Member of the Bangladesh Parliament for Reserved women's seat–33
- In office 28 February 2024 – 6 August 2024
- Preceded by: Parveen Haque Sikder

Member of the Bangladesh Parliament for Gazipur-5
- In office 25 January 2009 – 29 January 2024
- Preceded by: Position established
- Succeeded by: Akhtaruzzaman

Minister of State for Women and Children Affairs
- In office 2 June 2013 – 3 January 2019
- Preceded by: Shirin Sharmin Chaudhury
- Succeeded by: Fazilatun Nessa Indira

Member of the Bangladesh Parliament for Reserved women's seat–20
- In office 14 July 1996 – 13 July 2001
- Preceded by: K. J. Hamida Khanam
- Succeeded by: Raihan Akhter Banu Roni

Personal details
- Born: 1 November 1959 (age 66) Gazipur, East Pakistan, Pakistan
- Party: Bangladesh Awami League
- Spouse: Mohammad Masudur Rahman
- Parent: Moyez Uddin (father);
- Education: University of Dhaka
- Awards: Anannya Top Ten Awards (2014)

= Meher Afroz Chumki =

Bangladeshi politician (born 1959)

Meher Afroze Chumki (born 1 November 1959) is a Bangladeshi politician. She was the State Minister for Women and Children Affairs. She is the incumbent president of Bangladesh Mohila Awami League at the Sixth National Council held in December 2022.
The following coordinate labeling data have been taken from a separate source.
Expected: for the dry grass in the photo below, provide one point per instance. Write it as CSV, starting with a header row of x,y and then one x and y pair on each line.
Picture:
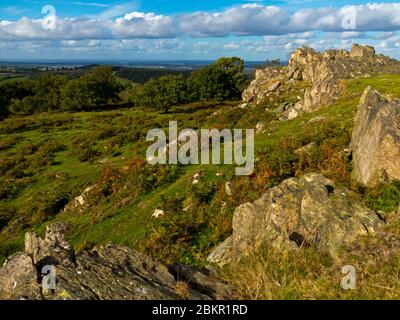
x,y
307,275
182,289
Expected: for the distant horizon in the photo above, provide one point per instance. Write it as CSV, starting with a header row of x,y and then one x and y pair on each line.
x,y
178,30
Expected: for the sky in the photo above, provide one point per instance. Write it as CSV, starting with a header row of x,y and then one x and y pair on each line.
x,y
254,30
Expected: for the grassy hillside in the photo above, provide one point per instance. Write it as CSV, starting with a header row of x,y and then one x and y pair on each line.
x,y
48,159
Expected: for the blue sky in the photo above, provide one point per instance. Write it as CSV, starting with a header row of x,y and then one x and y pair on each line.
x,y
193,30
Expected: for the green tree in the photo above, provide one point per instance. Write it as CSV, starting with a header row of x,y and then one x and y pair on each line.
x,y
98,87
223,80
161,93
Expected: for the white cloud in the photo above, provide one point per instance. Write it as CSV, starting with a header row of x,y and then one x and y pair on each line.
x,y
245,20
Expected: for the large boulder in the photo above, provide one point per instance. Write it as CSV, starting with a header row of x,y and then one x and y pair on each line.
x,y
306,211
106,272
321,72
375,140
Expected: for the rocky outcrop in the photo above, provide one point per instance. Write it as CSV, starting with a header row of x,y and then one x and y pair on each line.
x,y
105,272
306,211
322,72
375,140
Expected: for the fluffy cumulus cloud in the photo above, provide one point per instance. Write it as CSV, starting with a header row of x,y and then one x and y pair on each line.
x,y
244,20
256,19
253,28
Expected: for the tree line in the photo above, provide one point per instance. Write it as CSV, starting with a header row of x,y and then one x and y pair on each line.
x,y
223,80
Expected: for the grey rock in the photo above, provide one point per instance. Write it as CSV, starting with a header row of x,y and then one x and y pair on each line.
x,y
106,272
375,140
306,211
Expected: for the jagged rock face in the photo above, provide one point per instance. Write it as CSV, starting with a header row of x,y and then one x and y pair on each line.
x,y
323,72
106,272
265,82
375,140
306,211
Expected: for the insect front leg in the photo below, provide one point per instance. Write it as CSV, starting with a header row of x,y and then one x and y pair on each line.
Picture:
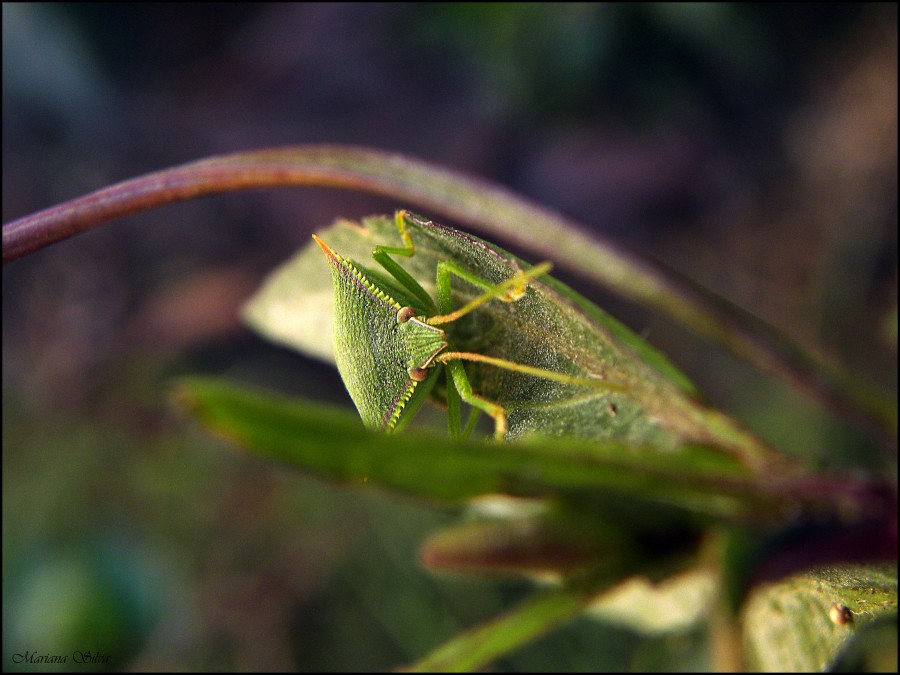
x,y
461,382
382,255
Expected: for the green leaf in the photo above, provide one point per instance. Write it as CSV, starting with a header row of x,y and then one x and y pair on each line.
x,y
790,625
333,444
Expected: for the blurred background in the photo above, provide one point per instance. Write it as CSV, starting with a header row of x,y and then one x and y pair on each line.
x,y
751,147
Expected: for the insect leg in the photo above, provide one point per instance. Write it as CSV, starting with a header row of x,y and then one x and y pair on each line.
x,y
462,385
382,255
508,291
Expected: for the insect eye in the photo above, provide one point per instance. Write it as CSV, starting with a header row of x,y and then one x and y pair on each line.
x,y
405,314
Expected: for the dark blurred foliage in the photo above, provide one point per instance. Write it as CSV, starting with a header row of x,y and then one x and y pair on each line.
x,y
752,147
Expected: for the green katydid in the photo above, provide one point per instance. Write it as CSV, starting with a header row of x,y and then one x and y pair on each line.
x,y
385,351
516,344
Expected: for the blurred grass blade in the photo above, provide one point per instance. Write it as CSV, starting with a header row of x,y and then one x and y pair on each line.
x,y
478,647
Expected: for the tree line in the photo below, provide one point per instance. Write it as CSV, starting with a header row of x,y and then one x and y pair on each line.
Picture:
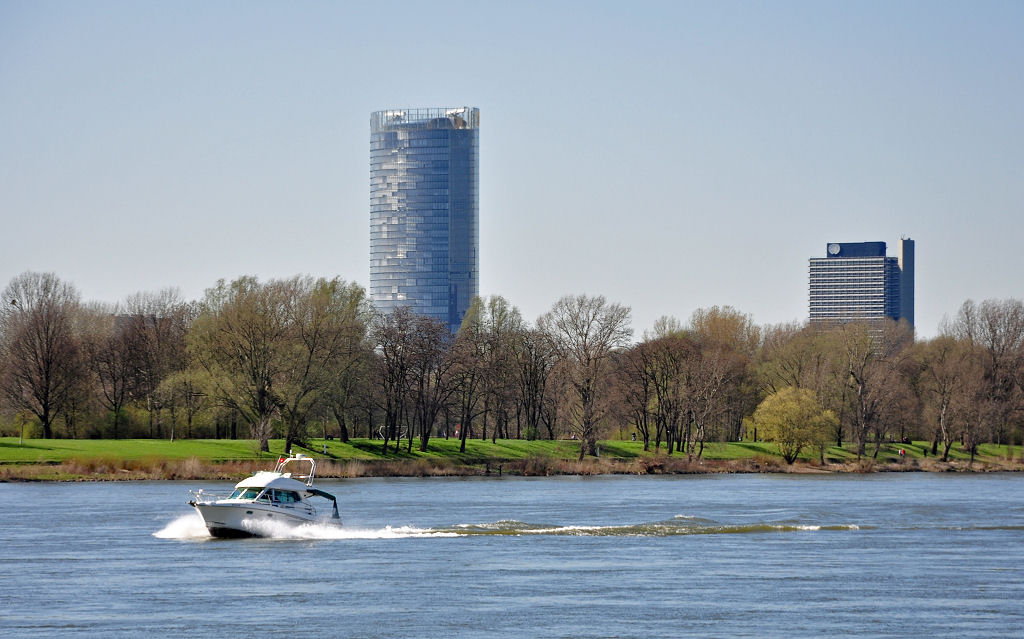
x,y
309,357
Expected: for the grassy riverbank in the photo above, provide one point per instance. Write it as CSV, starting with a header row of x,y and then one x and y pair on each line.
x,y
226,459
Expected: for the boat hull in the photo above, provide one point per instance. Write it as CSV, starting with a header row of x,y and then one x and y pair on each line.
x,y
246,519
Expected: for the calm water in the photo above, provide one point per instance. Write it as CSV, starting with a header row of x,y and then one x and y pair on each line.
x,y
883,555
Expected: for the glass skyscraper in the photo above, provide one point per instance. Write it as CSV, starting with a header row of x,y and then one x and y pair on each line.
x,y
857,282
424,211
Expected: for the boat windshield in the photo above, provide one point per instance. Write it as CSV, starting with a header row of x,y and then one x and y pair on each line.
x,y
245,494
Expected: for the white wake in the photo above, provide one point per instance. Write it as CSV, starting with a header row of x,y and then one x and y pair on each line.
x,y
192,527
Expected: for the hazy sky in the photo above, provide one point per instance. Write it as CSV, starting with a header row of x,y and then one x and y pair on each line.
x,y
670,156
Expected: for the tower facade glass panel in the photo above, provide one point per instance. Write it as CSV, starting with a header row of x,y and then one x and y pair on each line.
x,y
424,211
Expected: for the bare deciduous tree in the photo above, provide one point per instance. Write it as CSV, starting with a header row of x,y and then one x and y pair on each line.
x,y
586,331
39,349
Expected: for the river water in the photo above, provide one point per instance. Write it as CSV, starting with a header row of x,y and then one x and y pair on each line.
x,y
880,555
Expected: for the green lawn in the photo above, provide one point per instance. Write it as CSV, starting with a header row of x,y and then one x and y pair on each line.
x,y
477,452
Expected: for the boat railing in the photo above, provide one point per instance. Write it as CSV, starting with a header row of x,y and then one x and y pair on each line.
x,y
204,496
298,460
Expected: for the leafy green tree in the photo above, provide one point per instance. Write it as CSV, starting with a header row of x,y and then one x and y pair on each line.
x,y
794,419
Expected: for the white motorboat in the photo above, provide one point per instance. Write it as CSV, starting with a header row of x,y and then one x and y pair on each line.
x,y
261,502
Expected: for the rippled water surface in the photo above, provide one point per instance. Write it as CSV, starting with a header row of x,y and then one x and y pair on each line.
x,y
713,556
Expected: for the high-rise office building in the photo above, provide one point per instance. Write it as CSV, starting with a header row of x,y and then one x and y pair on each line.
x,y
424,211
857,282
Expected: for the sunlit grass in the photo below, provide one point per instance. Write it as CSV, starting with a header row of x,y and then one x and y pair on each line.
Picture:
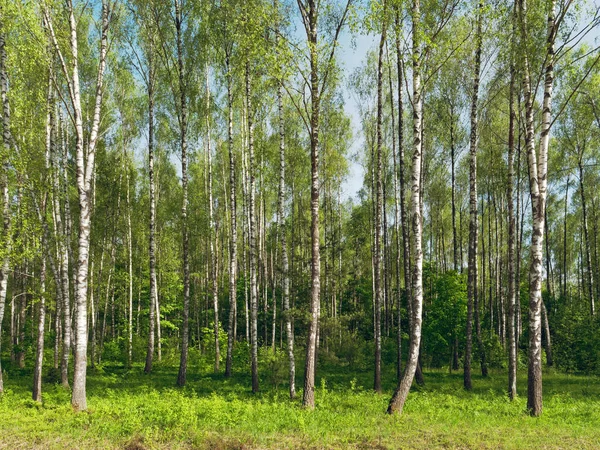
x,y
133,410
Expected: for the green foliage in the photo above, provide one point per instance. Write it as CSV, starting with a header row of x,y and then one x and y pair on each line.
x,y
129,408
445,316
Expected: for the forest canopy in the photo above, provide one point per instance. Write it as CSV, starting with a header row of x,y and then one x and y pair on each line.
x,y
176,200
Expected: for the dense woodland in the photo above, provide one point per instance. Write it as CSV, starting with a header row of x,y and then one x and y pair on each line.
x,y
173,182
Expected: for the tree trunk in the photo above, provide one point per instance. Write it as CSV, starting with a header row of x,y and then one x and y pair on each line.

==Early life and education==
Chumki was born on 1 November 1959 to Moyez Uddin. Her father, Moyez Uddin, was a member of parliament who was assassinated in 1984. She completed her bachelor's degree in botany from the University of Dhaka.

== Career ==
Between 1996 and 2001, Chumki served in Parliament in the reserved seats for women. She represented the Gazipur-5 constituency. In 2009, she was elected to parliament and in 2013, was sworn in as State Minister for Women and Children Affairs.

After the fall of the Sheikh Hasina-led Awami League government, Judge Md Zakir Hossain Galib ordered the freezing of Chumki's bank accounts and confiscated her apartment.

== Personal life ==
Chumki is married to the CEO of Bangladesh Petroleum and Lubricants Muhammad Masudur Rahman.